2. Experimental section CdS quantum dots were prepared using the optimized methods of Weller et al. [9,10]. Briefly, Cd(ClO4)2.6H2O (0.02 M, 10 ml) and sodium hexametaphosphate (0.02 M, 10ml, Riedel de Ha¨en), were placed in 1 l of Milli-Q water and degassed with nitrogen for 20 min. The pH was adjusted to values between 8.1 and 9.8 according to the particle size required. Then H2S (4.5 ml) was injected by microsyringe. The vessel was shaken for 2 min and then stirred for 10 min until reaction was complete. The pH of the sol was then raised to 10.5 by dropwise addition of 1 M NaOH. Bandgap fluorescence was activated by gradual addition of 0.1 – 0.5 mM Cd(ClO4)2. Fluorescence spectra were obtained with a Hitachi F-4500 spectrofluorimeter using 2.5 nm slits, and UV-vis spectra with a Hitach U-2000 spectrophotometer. ITO glass was procured from Delta Technology Limited and had a surface resistance

of 100 V. To prepare films, the CdS colloid was first rotary evaporated to reduce the solution volume from 1 l to 100 ml. The CdS was applied by several techniques. Initially we spin coated the colloid solution, but found the films to be inhomogeneous, with thick rinds around the edge of the plates.
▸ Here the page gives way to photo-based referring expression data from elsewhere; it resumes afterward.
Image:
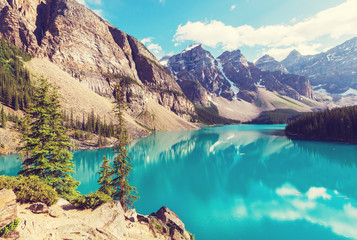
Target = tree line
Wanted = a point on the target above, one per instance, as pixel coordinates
(15, 85)
(339, 124)
(45, 142)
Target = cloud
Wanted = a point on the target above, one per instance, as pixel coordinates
(315, 193)
(154, 48)
(334, 22)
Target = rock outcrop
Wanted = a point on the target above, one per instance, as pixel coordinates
(268, 63)
(334, 71)
(195, 64)
(248, 78)
(109, 221)
(93, 51)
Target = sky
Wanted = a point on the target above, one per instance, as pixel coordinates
(256, 27)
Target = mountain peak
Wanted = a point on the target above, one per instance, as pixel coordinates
(193, 46)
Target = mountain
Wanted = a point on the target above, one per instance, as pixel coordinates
(248, 78)
(230, 76)
(333, 71)
(94, 53)
(196, 68)
(268, 63)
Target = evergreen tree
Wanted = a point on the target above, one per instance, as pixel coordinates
(3, 118)
(122, 163)
(105, 179)
(46, 143)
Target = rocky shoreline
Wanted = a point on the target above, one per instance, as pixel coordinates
(109, 221)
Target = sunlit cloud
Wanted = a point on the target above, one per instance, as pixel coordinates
(334, 23)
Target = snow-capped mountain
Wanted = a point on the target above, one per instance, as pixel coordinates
(334, 71)
(268, 63)
(248, 78)
(197, 65)
(230, 76)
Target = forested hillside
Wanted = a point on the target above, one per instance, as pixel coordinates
(338, 124)
(15, 86)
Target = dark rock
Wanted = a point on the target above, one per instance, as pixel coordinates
(333, 70)
(143, 218)
(170, 219)
(268, 63)
(39, 208)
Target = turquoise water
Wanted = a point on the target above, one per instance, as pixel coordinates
(238, 182)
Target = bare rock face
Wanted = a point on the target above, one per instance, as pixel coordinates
(176, 226)
(92, 50)
(248, 78)
(39, 208)
(195, 64)
(8, 207)
(268, 63)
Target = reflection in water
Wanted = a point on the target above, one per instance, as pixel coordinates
(239, 182)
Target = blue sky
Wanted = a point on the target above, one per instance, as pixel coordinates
(256, 27)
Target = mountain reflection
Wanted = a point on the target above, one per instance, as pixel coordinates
(240, 182)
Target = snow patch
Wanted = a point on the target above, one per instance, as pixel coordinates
(234, 88)
(350, 91)
(192, 46)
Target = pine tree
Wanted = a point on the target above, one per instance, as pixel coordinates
(46, 143)
(105, 179)
(122, 163)
(3, 118)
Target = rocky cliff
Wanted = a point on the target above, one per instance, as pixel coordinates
(109, 221)
(93, 51)
(196, 67)
(333, 71)
(248, 78)
(268, 63)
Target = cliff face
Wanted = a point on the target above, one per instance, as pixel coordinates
(333, 71)
(248, 78)
(92, 50)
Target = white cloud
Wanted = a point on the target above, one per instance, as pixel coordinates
(287, 191)
(154, 48)
(334, 22)
(315, 193)
(99, 12)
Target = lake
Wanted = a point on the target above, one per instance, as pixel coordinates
(238, 182)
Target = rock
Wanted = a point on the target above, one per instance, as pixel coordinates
(8, 207)
(333, 70)
(143, 218)
(176, 235)
(170, 219)
(195, 64)
(39, 208)
(131, 215)
(110, 217)
(268, 63)
(91, 50)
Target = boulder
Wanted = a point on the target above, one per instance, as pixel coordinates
(170, 219)
(8, 207)
(110, 217)
(39, 208)
(131, 215)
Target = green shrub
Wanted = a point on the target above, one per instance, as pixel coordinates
(91, 200)
(29, 189)
(10, 227)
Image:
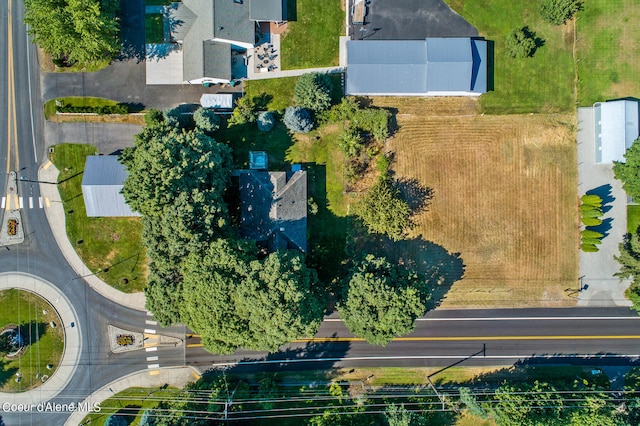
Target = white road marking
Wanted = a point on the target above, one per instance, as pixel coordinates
(635, 318)
(384, 358)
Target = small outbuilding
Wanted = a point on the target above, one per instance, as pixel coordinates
(102, 183)
(616, 127)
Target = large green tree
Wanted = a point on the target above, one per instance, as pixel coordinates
(79, 30)
(313, 91)
(234, 300)
(382, 300)
(383, 211)
(628, 172)
(177, 181)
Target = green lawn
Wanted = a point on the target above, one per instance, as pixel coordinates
(50, 105)
(45, 344)
(542, 83)
(633, 218)
(130, 404)
(276, 94)
(608, 52)
(154, 28)
(110, 247)
(313, 38)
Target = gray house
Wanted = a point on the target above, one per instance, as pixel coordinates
(616, 127)
(215, 33)
(102, 182)
(431, 67)
(274, 208)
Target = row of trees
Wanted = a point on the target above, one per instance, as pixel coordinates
(75, 30)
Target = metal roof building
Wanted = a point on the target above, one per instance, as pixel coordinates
(616, 127)
(102, 182)
(431, 67)
(274, 208)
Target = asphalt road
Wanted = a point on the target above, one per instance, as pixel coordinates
(605, 336)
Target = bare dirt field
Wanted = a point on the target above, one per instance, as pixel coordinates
(504, 197)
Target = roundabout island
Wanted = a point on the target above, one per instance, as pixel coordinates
(40, 339)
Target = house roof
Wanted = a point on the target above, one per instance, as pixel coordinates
(102, 182)
(268, 10)
(616, 127)
(416, 67)
(197, 22)
(274, 208)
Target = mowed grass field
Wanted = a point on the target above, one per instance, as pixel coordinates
(608, 50)
(504, 198)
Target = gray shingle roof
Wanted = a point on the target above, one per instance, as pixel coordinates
(274, 208)
(102, 182)
(416, 67)
(268, 10)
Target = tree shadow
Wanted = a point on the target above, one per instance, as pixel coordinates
(439, 268)
(604, 192)
(6, 374)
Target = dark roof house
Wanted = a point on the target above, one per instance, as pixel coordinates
(432, 67)
(274, 208)
(102, 182)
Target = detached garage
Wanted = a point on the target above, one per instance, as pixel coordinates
(102, 182)
(616, 127)
(432, 67)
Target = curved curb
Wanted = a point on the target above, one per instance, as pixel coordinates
(72, 337)
(47, 175)
(175, 376)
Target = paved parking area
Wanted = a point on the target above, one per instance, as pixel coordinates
(410, 20)
(598, 269)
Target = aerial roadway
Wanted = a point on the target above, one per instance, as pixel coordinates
(444, 337)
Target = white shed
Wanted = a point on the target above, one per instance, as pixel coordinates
(217, 100)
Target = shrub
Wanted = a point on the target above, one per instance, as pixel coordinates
(153, 117)
(350, 142)
(313, 91)
(521, 43)
(266, 121)
(206, 120)
(298, 120)
(559, 11)
(175, 117)
(244, 112)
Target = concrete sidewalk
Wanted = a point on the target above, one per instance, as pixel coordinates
(72, 338)
(56, 218)
(173, 376)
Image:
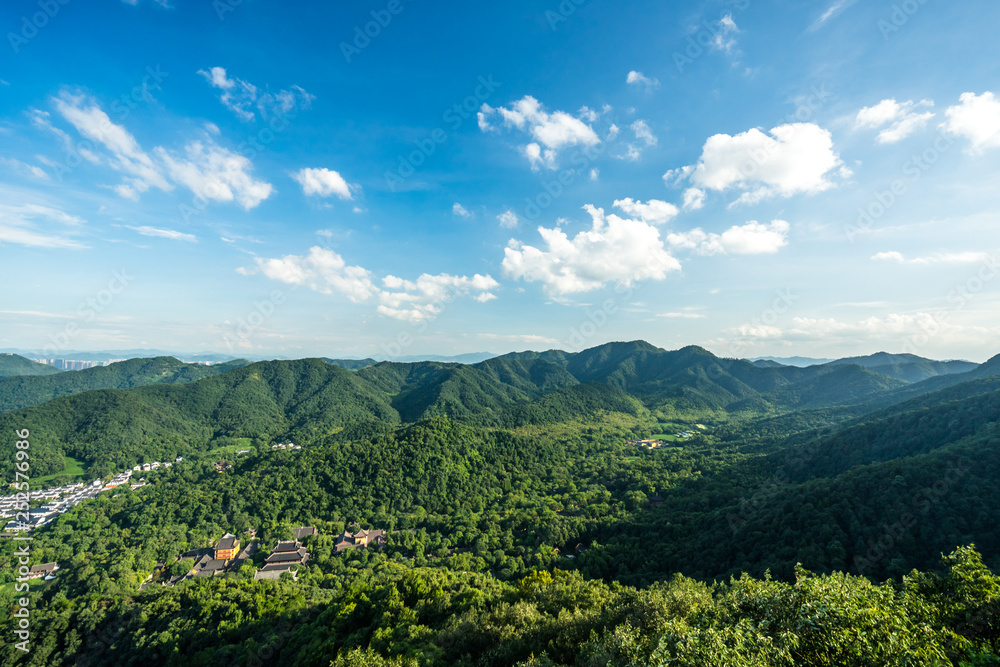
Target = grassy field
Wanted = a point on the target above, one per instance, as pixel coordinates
(230, 450)
(73, 468)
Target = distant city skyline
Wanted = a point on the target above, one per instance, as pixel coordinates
(758, 178)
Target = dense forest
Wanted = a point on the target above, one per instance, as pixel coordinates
(831, 515)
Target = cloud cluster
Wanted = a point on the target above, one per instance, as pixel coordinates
(796, 158)
(753, 238)
(210, 171)
(241, 97)
(326, 272)
(613, 250)
(976, 118)
(550, 132)
(323, 182)
(635, 78)
(654, 211)
(897, 120)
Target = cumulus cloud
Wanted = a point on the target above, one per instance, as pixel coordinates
(613, 250)
(639, 79)
(424, 298)
(654, 211)
(164, 233)
(216, 174)
(836, 8)
(508, 219)
(694, 199)
(753, 238)
(795, 159)
(977, 119)
(327, 272)
(242, 97)
(724, 39)
(322, 182)
(550, 132)
(321, 270)
(897, 120)
(937, 258)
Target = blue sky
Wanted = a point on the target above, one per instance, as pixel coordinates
(757, 177)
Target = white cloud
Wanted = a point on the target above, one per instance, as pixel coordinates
(321, 270)
(508, 219)
(683, 316)
(323, 183)
(639, 79)
(977, 118)
(836, 8)
(550, 132)
(723, 39)
(900, 117)
(795, 159)
(327, 272)
(423, 299)
(164, 233)
(694, 199)
(614, 250)
(654, 211)
(216, 173)
(937, 258)
(753, 238)
(241, 97)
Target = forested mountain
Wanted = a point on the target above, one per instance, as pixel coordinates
(174, 408)
(20, 392)
(12, 365)
(908, 367)
(523, 526)
(351, 364)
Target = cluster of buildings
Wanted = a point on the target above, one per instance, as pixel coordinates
(224, 556)
(359, 540)
(652, 444)
(61, 499)
(72, 365)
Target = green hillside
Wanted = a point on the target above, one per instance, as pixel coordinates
(810, 507)
(12, 365)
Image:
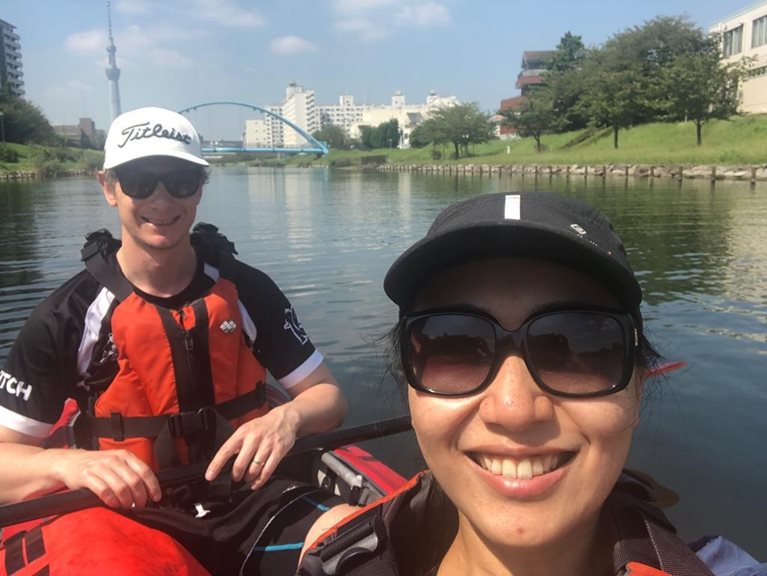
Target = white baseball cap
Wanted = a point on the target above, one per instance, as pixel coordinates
(151, 131)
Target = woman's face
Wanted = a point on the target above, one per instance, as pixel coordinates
(478, 446)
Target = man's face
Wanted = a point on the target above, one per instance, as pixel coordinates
(156, 199)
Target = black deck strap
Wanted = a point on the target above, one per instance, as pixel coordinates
(14, 554)
(359, 548)
(96, 252)
(34, 544)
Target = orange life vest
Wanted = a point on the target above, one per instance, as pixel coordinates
(186, 376)
(95, 541)
(378, 539)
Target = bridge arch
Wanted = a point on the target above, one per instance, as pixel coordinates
(319, 147)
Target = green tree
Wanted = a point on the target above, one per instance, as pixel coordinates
(24, 123)
(386, 135)
(612, 99)
(460, 125)
(566, 81)
(534, 117)
(333, 136)
(640, 54)
(699, 86)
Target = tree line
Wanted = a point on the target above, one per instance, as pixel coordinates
(666, 70)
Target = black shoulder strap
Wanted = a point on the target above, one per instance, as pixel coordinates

We also tried using a cationic polymer technique pioneered by Fendler et al. [11] as a means to enhance adsorption. Eventually, we found satisfactory films could be prepared by accurately microsyringing 20 ml of sol onto the film, and air drying at 100°C for 10 min in a conventional oven. This process was repeated to form n-layer films. Electrical contact was made with a copper wire and conducting epoxy resin. The copper wire was placed inside a glass capillary to prevent direct contact between the copper and electrolyte. A cross section through a QDE is illustrated in Fig. 1. EEL measurements were made directly in the Hitachi fluorimeter. A small fluid cell with Suprasil quartz windows was placed in the fluorimeter, and a microreference electrode (Ag AgCl) and mini Pt flag counter electrode inserted. The ITO plate (1 cm2) was placed close to the window; the reference electrode was located about 1–2 mm to the side of the ITO plate to minimize the potential drop in solution. The electrolyte contained sodium persulfate and had a pH of 10.5 in most experiments, adjusted with NaOH. The electrochemical cell was controlled by a MacLab 4e controller and potentiostat [12]. The fluorescence output was recorded directly by the fluorimeter under constant potential conditions. The spectra were recorded at 20nm s − 1 from 450 to 800 nm, with an applied bias of − 2.5 V versus Ag AgCl.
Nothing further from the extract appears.